I'm currently running Gaim (a Linux/X/Gtk client originally developed for AIM compatibility) which uses a plugin system to connect to several competing IM servers (ICQ, AIM, MSN, Napster etc.) - as far as I can see, Trillian is its Windows equivalent (I don't know which came first).
The Gaim developers have stopped working on their ICQ plugin, because the same protocol ("Oscar") and server (login.oscar.aol.com port 5190) will work for both services, and their AIM plugin has expanded to have full ICQ functionality - you just fill in an ICQ number and password rather than an AIM screenname and password.
AIM and ICQ still don't seem to interoperate - I'm not sure whether this is a Gaim-ism or an AOL problem, but sending a message from my ICQ account to my AIM account (or vice versa) fails.
Yeah! Let's go down to plain text delivered over 300 baud modems! The way it was in the good old days, right?
Sounds like a good way to drive the net into a geeks-only private club.
"Information wants to be paid"
Correct me if I'm wrong, but Mozilla does a pretty good job of this. It's hypocritical to complain about what commercial vendors do with their products, because you yourself want complete freedom to do what you want with software you write.
It's easy to disagree with capitalist excess and pervasive commercialization of everything, but that is the cost of freedom. Saying what features browser makers should be mandated to add is like media conglomerates lobbying to get DRM hardware installed in every electronic device. Those guys think their side has the moral high ground too.

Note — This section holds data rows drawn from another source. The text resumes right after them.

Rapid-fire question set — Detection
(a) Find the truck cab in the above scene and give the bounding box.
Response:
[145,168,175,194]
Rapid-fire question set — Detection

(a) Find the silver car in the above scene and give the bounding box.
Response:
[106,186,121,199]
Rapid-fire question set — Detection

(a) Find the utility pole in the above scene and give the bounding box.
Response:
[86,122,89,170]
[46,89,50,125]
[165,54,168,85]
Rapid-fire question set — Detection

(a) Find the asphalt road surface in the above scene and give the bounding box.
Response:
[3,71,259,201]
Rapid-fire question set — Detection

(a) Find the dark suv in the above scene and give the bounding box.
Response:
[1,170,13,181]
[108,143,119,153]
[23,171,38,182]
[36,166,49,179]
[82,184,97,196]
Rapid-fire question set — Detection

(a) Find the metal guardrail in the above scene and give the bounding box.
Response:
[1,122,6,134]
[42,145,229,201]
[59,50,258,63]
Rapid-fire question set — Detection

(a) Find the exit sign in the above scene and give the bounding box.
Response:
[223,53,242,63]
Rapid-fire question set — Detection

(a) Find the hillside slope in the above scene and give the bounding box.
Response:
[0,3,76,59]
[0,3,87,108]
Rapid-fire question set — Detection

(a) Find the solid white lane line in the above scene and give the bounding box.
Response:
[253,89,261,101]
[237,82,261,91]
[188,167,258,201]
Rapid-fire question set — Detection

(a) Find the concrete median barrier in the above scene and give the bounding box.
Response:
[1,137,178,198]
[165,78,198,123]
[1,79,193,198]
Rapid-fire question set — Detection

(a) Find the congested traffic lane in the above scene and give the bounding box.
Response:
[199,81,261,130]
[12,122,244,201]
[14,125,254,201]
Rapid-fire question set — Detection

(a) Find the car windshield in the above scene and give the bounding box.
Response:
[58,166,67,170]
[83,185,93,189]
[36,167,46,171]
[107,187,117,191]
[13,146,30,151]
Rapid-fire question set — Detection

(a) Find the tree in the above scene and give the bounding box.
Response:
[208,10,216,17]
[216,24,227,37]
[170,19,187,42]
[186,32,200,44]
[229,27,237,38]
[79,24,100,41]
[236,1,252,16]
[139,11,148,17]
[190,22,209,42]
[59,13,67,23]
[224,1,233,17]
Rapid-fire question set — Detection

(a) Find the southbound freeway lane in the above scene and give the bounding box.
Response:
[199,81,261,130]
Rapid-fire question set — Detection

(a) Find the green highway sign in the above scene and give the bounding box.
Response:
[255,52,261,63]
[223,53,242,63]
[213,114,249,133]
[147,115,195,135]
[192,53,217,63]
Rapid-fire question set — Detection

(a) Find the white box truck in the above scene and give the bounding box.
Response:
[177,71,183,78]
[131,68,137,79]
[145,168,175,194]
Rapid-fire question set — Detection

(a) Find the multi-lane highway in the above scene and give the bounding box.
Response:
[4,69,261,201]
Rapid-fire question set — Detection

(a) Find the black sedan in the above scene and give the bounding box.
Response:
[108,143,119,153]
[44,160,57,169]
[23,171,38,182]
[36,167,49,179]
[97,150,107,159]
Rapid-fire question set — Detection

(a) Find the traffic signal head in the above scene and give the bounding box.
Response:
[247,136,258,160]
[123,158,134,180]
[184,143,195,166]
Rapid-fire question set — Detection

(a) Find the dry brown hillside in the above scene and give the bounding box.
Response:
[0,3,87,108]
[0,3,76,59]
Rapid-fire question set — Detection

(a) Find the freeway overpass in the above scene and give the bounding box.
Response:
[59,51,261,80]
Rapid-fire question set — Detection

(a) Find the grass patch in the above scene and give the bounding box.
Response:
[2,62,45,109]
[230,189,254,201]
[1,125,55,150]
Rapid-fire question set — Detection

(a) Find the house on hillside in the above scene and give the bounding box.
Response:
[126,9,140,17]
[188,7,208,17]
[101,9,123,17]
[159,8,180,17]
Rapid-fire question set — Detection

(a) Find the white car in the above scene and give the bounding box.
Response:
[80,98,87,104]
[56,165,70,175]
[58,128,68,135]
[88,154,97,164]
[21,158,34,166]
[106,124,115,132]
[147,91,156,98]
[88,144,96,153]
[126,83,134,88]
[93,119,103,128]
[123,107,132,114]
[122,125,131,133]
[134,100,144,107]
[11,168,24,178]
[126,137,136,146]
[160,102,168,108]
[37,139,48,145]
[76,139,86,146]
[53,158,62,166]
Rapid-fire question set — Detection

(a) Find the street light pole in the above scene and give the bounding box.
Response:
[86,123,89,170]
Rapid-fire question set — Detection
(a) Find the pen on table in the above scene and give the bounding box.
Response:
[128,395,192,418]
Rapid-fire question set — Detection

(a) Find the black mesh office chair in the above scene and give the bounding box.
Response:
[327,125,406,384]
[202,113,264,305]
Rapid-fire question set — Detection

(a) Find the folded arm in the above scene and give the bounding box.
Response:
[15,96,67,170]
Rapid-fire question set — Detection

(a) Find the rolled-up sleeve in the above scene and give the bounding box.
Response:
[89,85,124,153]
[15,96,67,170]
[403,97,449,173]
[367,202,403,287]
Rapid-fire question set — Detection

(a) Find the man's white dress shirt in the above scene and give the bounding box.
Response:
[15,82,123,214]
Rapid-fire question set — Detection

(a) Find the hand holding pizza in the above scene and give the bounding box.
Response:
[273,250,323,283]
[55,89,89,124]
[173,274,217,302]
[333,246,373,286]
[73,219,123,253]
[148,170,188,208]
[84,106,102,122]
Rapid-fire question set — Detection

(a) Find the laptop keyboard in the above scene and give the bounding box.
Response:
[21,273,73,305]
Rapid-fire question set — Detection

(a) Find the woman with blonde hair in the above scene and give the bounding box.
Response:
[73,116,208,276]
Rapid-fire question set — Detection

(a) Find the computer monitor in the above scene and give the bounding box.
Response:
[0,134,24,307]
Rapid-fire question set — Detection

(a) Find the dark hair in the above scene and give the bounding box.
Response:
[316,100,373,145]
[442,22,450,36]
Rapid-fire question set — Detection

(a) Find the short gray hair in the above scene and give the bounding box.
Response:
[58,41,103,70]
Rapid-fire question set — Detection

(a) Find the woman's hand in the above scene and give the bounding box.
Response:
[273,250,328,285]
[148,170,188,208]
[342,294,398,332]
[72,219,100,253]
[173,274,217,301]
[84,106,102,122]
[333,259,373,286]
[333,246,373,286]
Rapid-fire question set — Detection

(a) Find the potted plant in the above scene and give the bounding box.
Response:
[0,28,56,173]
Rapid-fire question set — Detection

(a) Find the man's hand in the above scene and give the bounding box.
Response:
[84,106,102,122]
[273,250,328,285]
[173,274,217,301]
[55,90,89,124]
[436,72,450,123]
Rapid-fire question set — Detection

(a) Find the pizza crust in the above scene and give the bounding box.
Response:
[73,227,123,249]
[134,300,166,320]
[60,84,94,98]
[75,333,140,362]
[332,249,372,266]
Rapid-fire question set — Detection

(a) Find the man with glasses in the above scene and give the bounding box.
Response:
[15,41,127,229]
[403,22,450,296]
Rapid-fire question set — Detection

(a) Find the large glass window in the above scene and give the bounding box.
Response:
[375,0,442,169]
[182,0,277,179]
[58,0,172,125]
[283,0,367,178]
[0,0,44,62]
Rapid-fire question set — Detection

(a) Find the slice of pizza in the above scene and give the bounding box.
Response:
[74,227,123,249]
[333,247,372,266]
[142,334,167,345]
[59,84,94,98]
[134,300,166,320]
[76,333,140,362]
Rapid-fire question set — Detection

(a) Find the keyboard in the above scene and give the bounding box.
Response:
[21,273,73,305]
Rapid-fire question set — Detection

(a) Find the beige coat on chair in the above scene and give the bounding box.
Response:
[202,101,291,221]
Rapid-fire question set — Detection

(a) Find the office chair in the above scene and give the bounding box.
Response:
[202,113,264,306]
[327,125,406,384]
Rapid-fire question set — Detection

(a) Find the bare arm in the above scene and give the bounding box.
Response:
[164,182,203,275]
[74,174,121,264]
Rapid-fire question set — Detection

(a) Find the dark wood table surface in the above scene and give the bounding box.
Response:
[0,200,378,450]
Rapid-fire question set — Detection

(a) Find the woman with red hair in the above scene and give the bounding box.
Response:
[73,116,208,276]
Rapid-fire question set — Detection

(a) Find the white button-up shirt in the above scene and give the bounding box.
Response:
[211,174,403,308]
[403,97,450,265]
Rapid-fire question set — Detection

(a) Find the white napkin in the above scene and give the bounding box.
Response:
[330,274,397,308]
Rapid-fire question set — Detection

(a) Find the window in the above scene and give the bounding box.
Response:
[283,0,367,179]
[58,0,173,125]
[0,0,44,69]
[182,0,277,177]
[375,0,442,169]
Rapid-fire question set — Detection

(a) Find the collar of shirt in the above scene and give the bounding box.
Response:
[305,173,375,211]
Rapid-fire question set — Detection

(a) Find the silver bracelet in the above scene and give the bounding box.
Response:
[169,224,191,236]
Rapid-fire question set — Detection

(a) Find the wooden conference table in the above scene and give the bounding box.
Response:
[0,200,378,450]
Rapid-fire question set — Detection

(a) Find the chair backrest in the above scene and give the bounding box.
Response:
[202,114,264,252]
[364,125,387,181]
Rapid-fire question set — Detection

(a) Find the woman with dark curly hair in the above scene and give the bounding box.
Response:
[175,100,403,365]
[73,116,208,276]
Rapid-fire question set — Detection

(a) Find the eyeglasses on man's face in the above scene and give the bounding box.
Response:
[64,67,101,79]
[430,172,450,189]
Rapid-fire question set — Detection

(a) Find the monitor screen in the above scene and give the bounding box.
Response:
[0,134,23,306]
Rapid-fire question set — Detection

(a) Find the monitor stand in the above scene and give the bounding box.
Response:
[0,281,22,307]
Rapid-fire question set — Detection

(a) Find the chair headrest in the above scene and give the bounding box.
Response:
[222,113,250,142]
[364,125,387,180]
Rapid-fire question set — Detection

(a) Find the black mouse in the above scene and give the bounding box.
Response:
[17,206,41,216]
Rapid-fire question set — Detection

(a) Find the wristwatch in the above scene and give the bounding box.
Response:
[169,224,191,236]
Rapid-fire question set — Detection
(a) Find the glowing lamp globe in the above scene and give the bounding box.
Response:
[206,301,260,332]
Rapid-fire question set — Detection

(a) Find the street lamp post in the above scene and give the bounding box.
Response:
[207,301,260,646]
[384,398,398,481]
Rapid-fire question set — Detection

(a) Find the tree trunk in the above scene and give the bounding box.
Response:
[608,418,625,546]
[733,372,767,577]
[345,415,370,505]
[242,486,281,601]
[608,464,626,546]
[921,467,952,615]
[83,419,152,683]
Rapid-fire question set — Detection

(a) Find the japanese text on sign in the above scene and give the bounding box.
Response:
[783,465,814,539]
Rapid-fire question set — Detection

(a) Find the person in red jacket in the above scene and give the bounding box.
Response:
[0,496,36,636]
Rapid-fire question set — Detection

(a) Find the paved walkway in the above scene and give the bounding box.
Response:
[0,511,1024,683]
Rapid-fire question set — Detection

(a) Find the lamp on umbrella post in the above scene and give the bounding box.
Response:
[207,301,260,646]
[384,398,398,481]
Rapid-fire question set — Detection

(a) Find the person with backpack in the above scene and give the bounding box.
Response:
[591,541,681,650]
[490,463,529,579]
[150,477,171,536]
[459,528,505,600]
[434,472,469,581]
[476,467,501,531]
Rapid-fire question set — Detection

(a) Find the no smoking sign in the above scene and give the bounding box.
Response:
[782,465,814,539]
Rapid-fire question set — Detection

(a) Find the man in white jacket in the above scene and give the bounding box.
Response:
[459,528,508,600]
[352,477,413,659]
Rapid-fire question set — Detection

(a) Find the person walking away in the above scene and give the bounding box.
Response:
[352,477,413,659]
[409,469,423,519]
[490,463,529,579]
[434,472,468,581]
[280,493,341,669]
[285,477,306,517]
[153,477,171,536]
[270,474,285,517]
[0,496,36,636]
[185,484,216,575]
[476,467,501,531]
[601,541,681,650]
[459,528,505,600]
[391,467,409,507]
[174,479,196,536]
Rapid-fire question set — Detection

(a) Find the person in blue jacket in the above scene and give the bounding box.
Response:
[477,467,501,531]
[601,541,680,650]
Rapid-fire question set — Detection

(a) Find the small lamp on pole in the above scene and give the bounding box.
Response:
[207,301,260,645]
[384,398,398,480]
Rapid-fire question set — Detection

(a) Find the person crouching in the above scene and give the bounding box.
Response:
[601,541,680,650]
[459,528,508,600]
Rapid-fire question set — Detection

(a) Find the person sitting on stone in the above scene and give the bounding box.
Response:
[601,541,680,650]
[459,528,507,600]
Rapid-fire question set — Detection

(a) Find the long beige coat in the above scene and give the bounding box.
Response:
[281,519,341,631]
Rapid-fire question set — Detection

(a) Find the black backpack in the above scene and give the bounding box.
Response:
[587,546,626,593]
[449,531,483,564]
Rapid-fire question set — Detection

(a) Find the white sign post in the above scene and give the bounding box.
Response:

Hey, no need to burn the newer modems to the ground. Just close and make sutiably optional all features that pose significant privacy/security/annoyance risk.
:-)
It would really rock to be able to pull down whole books in a few seconds though. Might challenge people to new speedreading records.
Someone set us up the bomb, so shine we are!
Except that half of what I said involved user controllable buttons allowing their preferences to be respected and I have no world-power governmental military force behind me to back it up (just a handful of slashdotters whose opinions I might have slightly changed).
Note alot of this fancy web tech came along because most web users are using one or two different browsers, many of which had the ability to nag the average user into submission (again, no "shut the f" -- " up" button available).
Bringing DRM into the conversation is like comparing the evils of sugar in Kool Aid with the evils of grinding Hitler's corpse into a new flavor of Kool Aid.
Someone set us up the bomb, so shine we are!